Estátua de Sal, 31/01/2019) 


Numa visita à London School of Economics no final de 2008, pouco tempo depois da eclosão da crise financeira, a Rainha de Inglaterra perguntou com alguma candura: “Como é que ninguém viu que estávamos a caminho de uma crise?”. Na realidade, a ideia de que estava a ter lugar uma acumulação insustentável de endividamento privado, cuja deflação traria consigo provavelmente uma recessão profunda, havia sido identificada e discutida por alguns. Era sobretudo no núcleo central da ciência económica, dominada pela teoria dos mercados eficientes, pela hipótese das escolhas racionais, pela abordagem dedutiva e pelo afastamento face à realidade política, institucional e histórica concreta, que dominava um “falhanço da imaginação colectiva” que tornara inimaginável a Grande Recessão.
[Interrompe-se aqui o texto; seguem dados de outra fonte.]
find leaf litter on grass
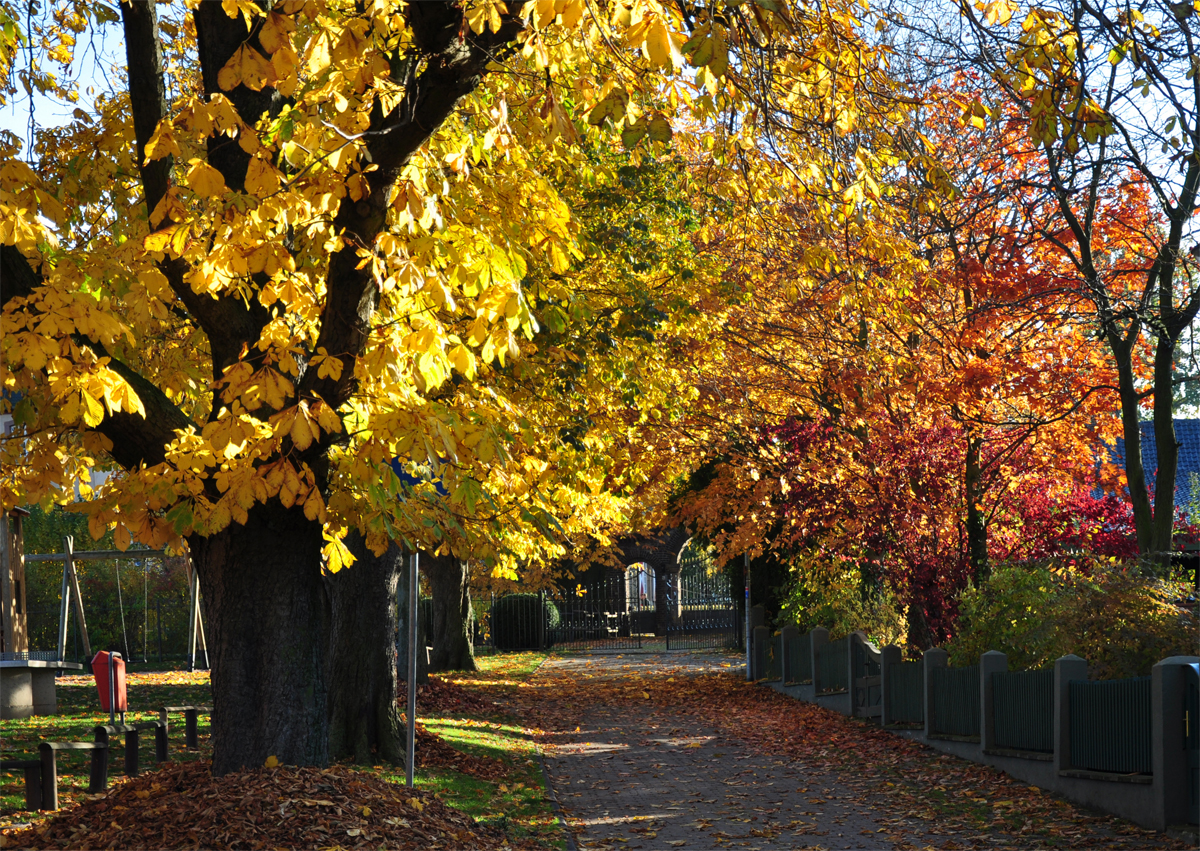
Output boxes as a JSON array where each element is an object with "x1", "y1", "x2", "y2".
[
  {"x1": 512, "y1": 666, "x2": 1187, "y2": 851},
  {"x1": 2, "y1": 762, "x2": 511, "y2": 851}
]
Este confronto da Economia com a realidade das suas insuficiências não provocou rupturas paradigmáticas ou alterações de fundo. Em muitos contextos, acentuou-se até o estreitamento disciplinar desde essa altura. Mas a crise veio tornar especialmente evidente que a economia, uma ciência jovem com um conhecimento muito imperfeito do sistema complexo que constitui o seu objecto, não pode dar-se ao luxo de dispensar o pluralismo. Se quer ter esperanças de ser relevante e contribuir para o conhecimento e actuação sobre a realidade, deve cultivar e combinar as abordagens indutiva e dedutiva, a formulação de modelos abstractos e a análise dos contextos politicos e institucionais concretos, os métodos qualitativos e quantitativos, e o diálogo permanente com a história, a geografia, a sociologia e as outras ciências sociais.

Para procurar assegurar isto mesmo, inclusive ao nível da reconfiguração dos curricula universitários, surgiram nos últimos anos em Portugal várias iniciativas. Algumas das mais interessantes, como o Colectivo Economia Sem Muros, a partir da Nova-SBE, ou o Colectivo Economia Plural, a partir do ISEG, têm sido promovidas por estudantes – naturalmente, os primeiros interessados em assegurar a relevância da sua própria formação. E foi também neste contexto que germinou a criação da Associação Portuguesa de Economia Política, fundada em Janeiro de 2017 com o objectivo de promover o pluralismo e o pensamento crítico no estudo dos processos económicos, que são processos sociais ancorados em contextos concretos.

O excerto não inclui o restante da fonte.